Johns Hopkins University — Fall 2025

Instructor: Ziyang Li   |   Email: ziyang@cs.jhu.edu

Final Project

The final project is a significant component of this course, worth 35% of your grade. It provides an opportunity to explore advanced topics in machine programming and apply the concepts learned throughout the semester.

Project Overview

Students will pick a research problem in program synthesis, analysis, or related areas. We provide a list of project ideas below, but you are encouraged to propose your own ideas based on your interests and background. The project can be theoretical, experimental, or a combination of both.

Working in a team

The project should be completed with at most 3 students.

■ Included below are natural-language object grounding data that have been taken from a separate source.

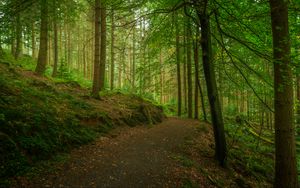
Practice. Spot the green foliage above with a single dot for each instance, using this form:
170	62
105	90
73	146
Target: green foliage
36	122
247	151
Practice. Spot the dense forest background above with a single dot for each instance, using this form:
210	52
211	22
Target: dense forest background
156	49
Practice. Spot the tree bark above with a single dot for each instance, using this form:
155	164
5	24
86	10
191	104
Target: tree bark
33	41
103	46
285	147
96	81
42	57
178	69
55	43
18	51
212	92
196	59
189	71
112	71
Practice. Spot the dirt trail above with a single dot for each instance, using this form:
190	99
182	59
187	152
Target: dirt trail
133	157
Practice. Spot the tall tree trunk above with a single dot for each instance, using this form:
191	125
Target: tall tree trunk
112	71
196	59
103	45
96	83
285	147
133	58
202	100
178	68
189	71
184	72
18	51
55	42
212	92
42	57
33	41
161	80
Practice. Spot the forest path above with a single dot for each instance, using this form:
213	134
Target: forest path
127	157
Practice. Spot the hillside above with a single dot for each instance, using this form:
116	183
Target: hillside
40	117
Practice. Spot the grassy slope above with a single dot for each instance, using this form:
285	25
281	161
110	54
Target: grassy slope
40	117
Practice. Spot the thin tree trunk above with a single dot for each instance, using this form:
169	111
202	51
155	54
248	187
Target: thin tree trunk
202	100
33	40
178	68
42	57
196	59
103	46
212	92
112	71
96	85
55	43
285	147
184	74
133	59
18	51
189	71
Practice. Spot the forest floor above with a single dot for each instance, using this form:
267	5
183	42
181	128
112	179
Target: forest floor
174	153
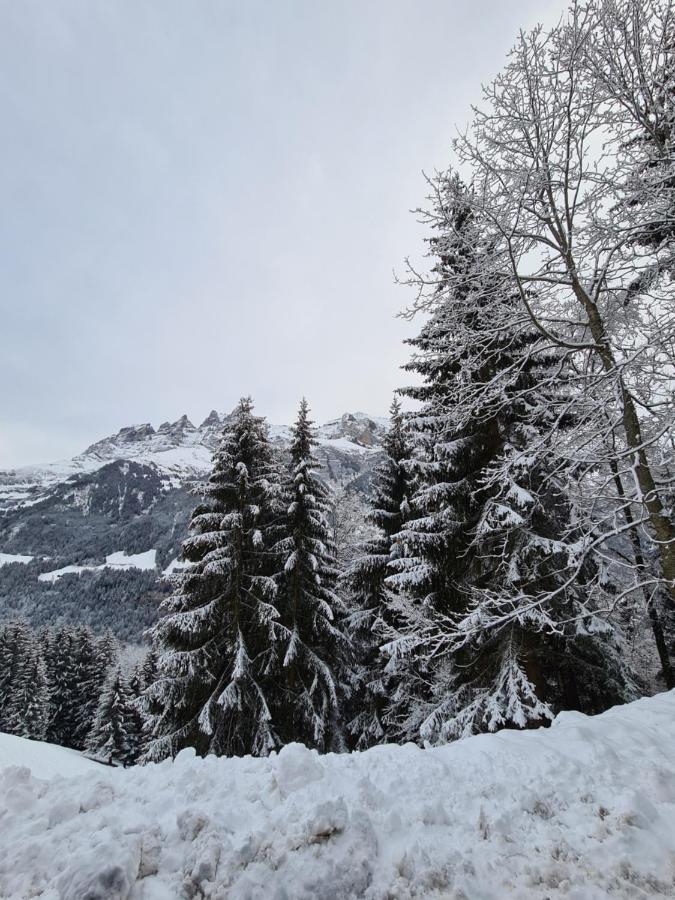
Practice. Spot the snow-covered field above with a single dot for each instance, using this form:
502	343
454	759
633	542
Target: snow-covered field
118	560
583	810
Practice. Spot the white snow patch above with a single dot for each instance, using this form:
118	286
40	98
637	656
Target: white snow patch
7	558
176	566
66	570
583	810
120	560
43	760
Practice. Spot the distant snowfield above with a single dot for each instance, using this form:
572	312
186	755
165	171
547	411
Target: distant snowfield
7	558
43	760
584	810
118	560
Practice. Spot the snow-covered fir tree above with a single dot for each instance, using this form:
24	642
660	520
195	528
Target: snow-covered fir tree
114	734
220	643
15	641
373	615
499	625
92	660
315	649
24	697
76	665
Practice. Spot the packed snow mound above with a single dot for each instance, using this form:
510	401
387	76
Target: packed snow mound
583	810
42	760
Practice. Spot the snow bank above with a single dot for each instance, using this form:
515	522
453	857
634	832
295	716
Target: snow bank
7	558
43	760
119	560
583	810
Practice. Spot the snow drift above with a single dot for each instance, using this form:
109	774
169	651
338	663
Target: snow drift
583	810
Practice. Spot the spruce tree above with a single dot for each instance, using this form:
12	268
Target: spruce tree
113	736
24	704
30	704
62	663
219	639
373	618
92	660
15	640
499	630
315	651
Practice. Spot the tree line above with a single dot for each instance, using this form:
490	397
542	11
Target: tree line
523	514
66	686
521	521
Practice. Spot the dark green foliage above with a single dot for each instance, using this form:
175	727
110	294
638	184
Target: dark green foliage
315	651
114	735
373	619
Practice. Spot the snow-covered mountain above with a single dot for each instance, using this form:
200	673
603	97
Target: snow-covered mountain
88	538
179	452
584	809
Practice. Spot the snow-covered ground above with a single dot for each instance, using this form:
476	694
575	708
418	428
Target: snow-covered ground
43	760
119	560
583	810
7	558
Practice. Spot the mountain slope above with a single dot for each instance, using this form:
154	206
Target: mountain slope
130	493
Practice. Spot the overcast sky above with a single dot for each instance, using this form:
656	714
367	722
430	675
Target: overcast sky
202	199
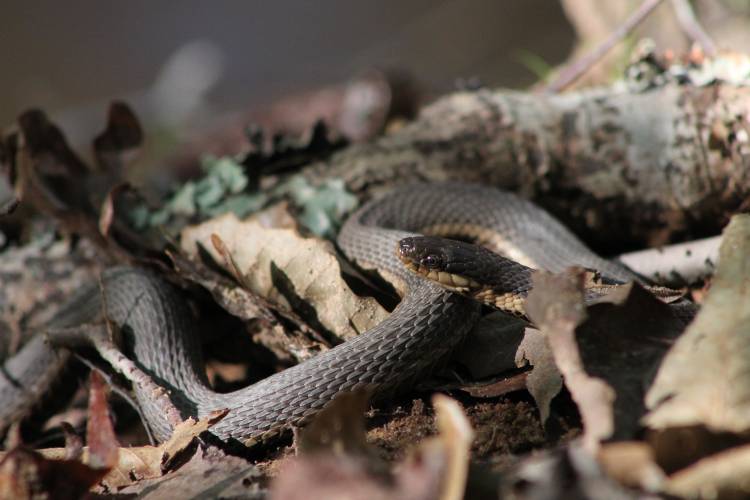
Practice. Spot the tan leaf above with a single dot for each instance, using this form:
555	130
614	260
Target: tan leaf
556	306
724	475
287	268
705	377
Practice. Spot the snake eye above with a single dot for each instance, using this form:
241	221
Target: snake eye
431	261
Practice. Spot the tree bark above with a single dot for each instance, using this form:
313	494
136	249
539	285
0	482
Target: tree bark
641	168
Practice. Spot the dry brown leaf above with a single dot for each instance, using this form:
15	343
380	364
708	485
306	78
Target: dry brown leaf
544	382
209	473
100	434
704	378
500	343
26	474
339	428
632	464
287	268
724	475
455	437
570	472
556	306
184	434
137	463
609	359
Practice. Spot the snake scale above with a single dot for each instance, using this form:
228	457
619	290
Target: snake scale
417	337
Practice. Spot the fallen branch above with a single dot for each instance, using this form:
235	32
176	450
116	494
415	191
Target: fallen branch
618	167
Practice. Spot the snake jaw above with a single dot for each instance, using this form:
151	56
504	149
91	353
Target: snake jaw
453	282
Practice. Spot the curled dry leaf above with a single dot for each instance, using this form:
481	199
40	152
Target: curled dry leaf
544	382
100	433
26	474
143	462
571	472
607	359
704	378
500	343
632	464
455	438
287	268
556	306
339	428
210	473
724	475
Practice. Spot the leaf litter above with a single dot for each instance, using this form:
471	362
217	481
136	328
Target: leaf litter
607	354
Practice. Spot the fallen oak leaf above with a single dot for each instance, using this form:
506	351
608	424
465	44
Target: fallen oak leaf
26	474
184	434
718	341
100	433
143	462
607	353
556	306
273	260
723	475
120	141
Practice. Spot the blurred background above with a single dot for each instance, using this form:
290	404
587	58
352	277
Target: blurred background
195	66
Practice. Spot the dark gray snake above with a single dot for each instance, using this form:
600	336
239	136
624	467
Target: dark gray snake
405	348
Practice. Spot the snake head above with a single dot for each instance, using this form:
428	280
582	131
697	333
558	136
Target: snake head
439	259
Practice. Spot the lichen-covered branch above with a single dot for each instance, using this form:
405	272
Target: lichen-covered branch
617	165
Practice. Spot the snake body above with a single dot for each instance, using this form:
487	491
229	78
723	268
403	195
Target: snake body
418	336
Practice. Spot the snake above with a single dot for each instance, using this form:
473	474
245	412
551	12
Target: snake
159	333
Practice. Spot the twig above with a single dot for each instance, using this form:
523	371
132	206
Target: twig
681	263
120	392
98	335
571	73
692	28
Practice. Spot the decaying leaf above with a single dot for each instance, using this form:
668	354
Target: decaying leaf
544	382
210	473
632	464
608	359
339	428
571	472
26	474
143	462
455	438
100	433
704	380
336	462
556	306
724	475
287	268
500	343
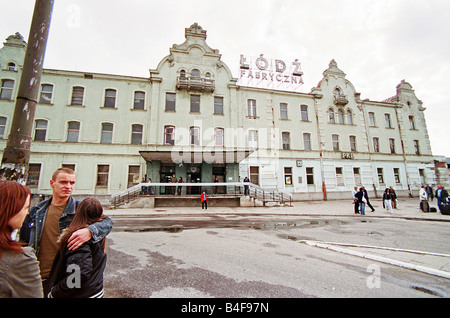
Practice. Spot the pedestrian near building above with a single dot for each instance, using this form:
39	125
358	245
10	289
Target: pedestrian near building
246	187
430	193
355	200
19	268
366	196
204	200
361	201
43	226
89	259
387	200
423	197
179	189
393	197
441	196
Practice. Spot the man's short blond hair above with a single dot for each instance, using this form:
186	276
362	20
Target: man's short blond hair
61	170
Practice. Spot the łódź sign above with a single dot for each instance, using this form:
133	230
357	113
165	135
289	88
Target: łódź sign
271	74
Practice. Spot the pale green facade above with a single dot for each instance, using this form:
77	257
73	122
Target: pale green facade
191	118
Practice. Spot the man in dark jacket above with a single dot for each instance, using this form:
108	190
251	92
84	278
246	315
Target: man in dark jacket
46	220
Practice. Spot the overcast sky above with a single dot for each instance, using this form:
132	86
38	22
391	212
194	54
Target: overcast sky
377	43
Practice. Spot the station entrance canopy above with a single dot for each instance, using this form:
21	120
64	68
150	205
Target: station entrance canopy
195	156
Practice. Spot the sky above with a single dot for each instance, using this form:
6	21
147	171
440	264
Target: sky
377	43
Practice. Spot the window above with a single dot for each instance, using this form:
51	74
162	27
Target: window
376	144
392	145
387	118
133	175
283	111
335	140
102	175
170	101
306	141
288	175
286	140
253	139
136	134
416	147
352	143
110	98
380	175
309	175
412	126
349	116
304	112
422	176
195	104
11	66
106	137
2	127
6	89
195	74
341	116
254	175
169	135
73	131
357	176
218	105
251	107
397	175
194	134
218	136
372	120
331	118
339	176
34	173
139	100
77	95
46	94
40	130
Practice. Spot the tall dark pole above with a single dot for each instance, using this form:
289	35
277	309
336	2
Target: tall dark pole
16	155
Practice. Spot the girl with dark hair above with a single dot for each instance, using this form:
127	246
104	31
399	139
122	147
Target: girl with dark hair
79	273
19	268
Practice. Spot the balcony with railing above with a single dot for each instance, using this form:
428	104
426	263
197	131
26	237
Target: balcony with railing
196	84
340	100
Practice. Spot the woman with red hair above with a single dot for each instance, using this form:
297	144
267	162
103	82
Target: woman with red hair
19	268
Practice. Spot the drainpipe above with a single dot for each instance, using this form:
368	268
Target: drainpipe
403	151
16	155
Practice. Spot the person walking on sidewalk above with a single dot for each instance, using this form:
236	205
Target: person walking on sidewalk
89	259
366	196
361	200
424	200
204	200
387	201
355	200
19	267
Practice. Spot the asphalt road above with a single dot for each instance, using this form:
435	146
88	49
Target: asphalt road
264	257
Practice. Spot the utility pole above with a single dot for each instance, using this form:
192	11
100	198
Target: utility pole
16	155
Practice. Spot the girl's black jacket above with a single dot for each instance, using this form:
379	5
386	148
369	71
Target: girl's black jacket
79	273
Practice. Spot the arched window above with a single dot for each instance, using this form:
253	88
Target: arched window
341	116
349	116
195	73
331	118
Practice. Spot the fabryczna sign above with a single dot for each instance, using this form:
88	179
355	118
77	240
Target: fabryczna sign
272	74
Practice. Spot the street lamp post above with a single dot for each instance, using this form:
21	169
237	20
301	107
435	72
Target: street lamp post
16	156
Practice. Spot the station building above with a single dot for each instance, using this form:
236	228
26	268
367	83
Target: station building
193	119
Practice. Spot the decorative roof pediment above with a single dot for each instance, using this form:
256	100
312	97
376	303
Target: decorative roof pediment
195	37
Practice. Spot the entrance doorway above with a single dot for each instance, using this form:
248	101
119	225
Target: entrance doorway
219	172
167	171
194	175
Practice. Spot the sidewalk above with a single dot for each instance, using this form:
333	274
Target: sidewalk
408	208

In the proposal, you should describe the project idea, the team members, and the division of labor.

Project Requirements

Project Timeline

Project Ideas

Here are some example project areas to consider:

  1. Construct (either manually, by crawling, or by existing models) a mid-to-large-scale dataset studying a specific programming language or domain
  2. Pick a relatively low-resource language (Haskell, Prolog, Datalog, Scallop, CodeQL, LEAN, Coq, Z3, Racket, Clojure, LaTeX, TikZ, Processing, PDDL) and construct a small-scale dataset and evaluate LLMs' performance on synthesizing programs within the language
  3. Pick a high-resource language but a specific domain (Kernel driver within C, CUDA drivers, Unreal Engine Programming within C++, Neural Network Modules within Python/PyTorch/JAX) and evaluate LLMs' performance on the domain
  4. Design a small domain-specific language (for robot control, games, theorem proving, databases, maths, logic, visualization, animation, and etc.) and demonstrate LLMs' capability generating programs within the language
  5. Implementing a conversational coding agent that can help users make edits or feature requests to a codebase
  6. Implementing a downstream application that involves synthesizing of programs
  7. Using LLMs to synthesize formal specifications for existing programs, and properly evaluate the generated specifications
  8. Identifying security vulnerabilities within LLM generated programs
  9. Implementing the technique in existing papers (refer to Readings)

Note: These are suggestions only. You are encouraged to propose your own ideas based on your interests and background.